Practical Approaches to Tuning ML-Based Correlation Searches in Splunk ES

Published in

Seynur

8 min readJul 19, 2024

Image of the Splunk Machine Learning Toolkit main processes and their relationships [2].

In a rapidly evolving cyber security environment where new threats are encountered every day, effective threat detection and responses to them depend on advanced correlation research. These searches become exponentially more powerful when paired with machine learning (ML) capabilities. Splunk Machine Learning Toolkit (MLTK) offers powerful tools for improving correlation searches, but optimizing their performance requires a nuanced approach. This product, which operates under certain conditions and limits, may sometimes need practical regulation. This article which the original post is located on the Seynur blog page, explores practical strategies for tuning correlation searches using Splunk MLTK. Also, if you want to learn more about Enterprise Security and MLTK you can check official documentation pages.

Below, you will find the use case covered in this blog. Alternatively, you can directly access the provided link. I hope you enjoy reading this article and find it helpful.

Correlation Search: Substantial Increase In Intrusion Events

Why Correlation Searches?

Correlation searches are designed to identify relationships and find all patterns between different events and not only the same data source but also different sources. In this way, security teams can detect complex attack patterns and potential security incidents that might otherwise go unnoticed. The integration of machine learning amplifies this capability by enabling the system to learn from data patterns and improve its detection accuracy over time. As the official Splunk ML app, the Splunk Machine Learning Toolkit can create correlation searches and relevant Splunk Search Processing Language (SPL) queries.

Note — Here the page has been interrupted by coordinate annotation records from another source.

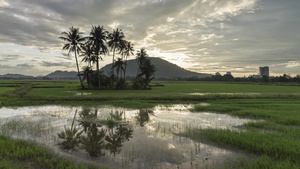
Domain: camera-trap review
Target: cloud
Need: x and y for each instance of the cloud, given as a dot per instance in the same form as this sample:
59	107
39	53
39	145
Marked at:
56	64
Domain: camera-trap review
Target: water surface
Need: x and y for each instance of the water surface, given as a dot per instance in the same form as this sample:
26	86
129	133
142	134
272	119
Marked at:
152	144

Briefly Splunk Machine Learning Toolkit

Different types of algorithm categories such as Anomaly Detection, Classifiers, Clustering Algorithms, Cross-validation, Feature Extraction, Preprocessing, Regressors, Time Series Analysis, and Utility Algorithms come with the MLTK app, as documented. Those familiar with using machine learning methods for calculations understand that the system’s load is directly affected by factors such as the duration of fit and predict periods, the number of groups, data, and variables used. When selecting the method for SPL, the effectiveness of the chosen ML method to calculate the desired outcome is not the primary criterion. Sometimes, this method needs to be simplified to be able to calculate the results.

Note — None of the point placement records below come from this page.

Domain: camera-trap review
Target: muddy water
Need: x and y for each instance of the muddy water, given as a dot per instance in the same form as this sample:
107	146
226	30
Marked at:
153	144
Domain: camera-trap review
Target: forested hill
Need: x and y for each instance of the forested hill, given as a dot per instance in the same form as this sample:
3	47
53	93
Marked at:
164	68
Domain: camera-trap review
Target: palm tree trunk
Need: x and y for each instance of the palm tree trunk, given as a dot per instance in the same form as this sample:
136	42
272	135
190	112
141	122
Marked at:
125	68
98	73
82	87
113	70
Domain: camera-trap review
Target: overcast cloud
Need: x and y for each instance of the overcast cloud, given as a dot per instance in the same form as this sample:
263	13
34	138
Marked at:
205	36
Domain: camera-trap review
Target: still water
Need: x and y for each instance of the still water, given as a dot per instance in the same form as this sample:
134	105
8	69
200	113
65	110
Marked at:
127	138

The Splunk MLTK documentation page mentions some limitations. For example, 1024 is the default group limit of the density function. If your group exceeds this, Splunk will return an error such as “DensityFunction model: The number of groups cannot exceed <abc>; the current number of groups is <xyz>.”, this error can be found in the mlspl.log file. This limit can be changed in the configuration files, but that’s not the main point I want to highlight. Splunk decided on this limitation to prevent potential server crashes. As previously discussed, ML calculations come with heavy loads, which may overwhelm Splunk. Therefore, changing the default amount can be dangerous if your system fundamentally cannot handle these calculations.

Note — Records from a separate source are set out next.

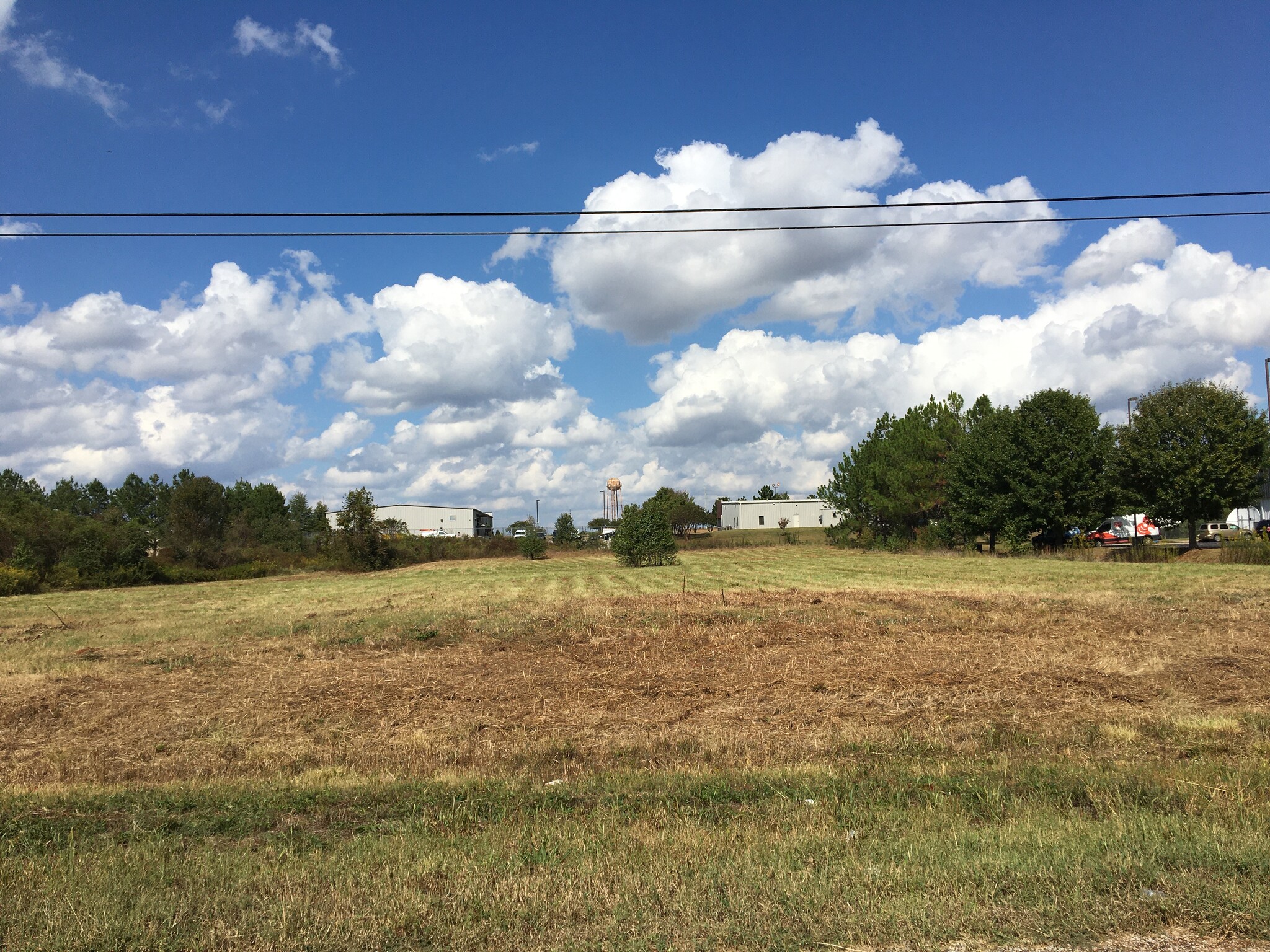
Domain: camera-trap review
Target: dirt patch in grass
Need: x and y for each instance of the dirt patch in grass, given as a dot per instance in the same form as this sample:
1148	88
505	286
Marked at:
673	679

Correlation Searches & Applications

As previously mentioned, if there are more than 1024 signature groups, it will not be possible to use correlation searches containing MLTK distribution model calculations directly. Below, you will find correlation and model searches for “Substantial Increase In Intrusion Events”. However, in this study, due to the insufficient number of IDS events, instead of using these searches directly, a new correlations & model gen search that provides count values over time from Authentication DM will be used. An issue was encountered when executing this correlation search before, due to having more than 50000 signature groups. Therefore, the searches below are provided solely for informational purposes. The actual queries and results can be accessed in the later parts of the study.

On the other hand, there may be a warning that “Too few training points in some groups will likely result in poor accuracy for those groups.” when fitting the MLTK model. This warning indicates that certain signature types lack sufficient data points for accurate calculation, leading to poor accuracy due to statistical limitations.

To address the points mentioned above, I would like to share some relatively simple, practical solutions from our previous work related to Enterprise Security Use-Cases.

Correlation Search: Substantial Increase In Intrusion Events

Original SPL Query

The correlation search was extracted from the SA-NetworkProtection add-on and is described as “Alerts when a statistically significant increase in a particular intrusion event is observed.”. The SPL of the search can be found below. This search is executed for the last 1 hour.

| tstats `summariesonly` count as ids_attacks, values(IDS_Attacks.tag) as tag from datamodel=Intrusion_Detection.IDS_Attacks by IDS_Attacks.signature
| `drop_dm_object_name(“IDS_Attacks”)`
| `mltk_apply_upper(“app:count_by_signature_1h”, “high”, “ids_attacks”)`

Model (MLTK: Network — Event Count By Signature Per Hour — Model Gen) can be seen below, generating a normal distribution with yesterday’s “ids_attacks” values at one-hour intervals. The mltk_apply_upper macro is used in the correlation search to call the model and calculate the upper bound with a 95% confidence interval.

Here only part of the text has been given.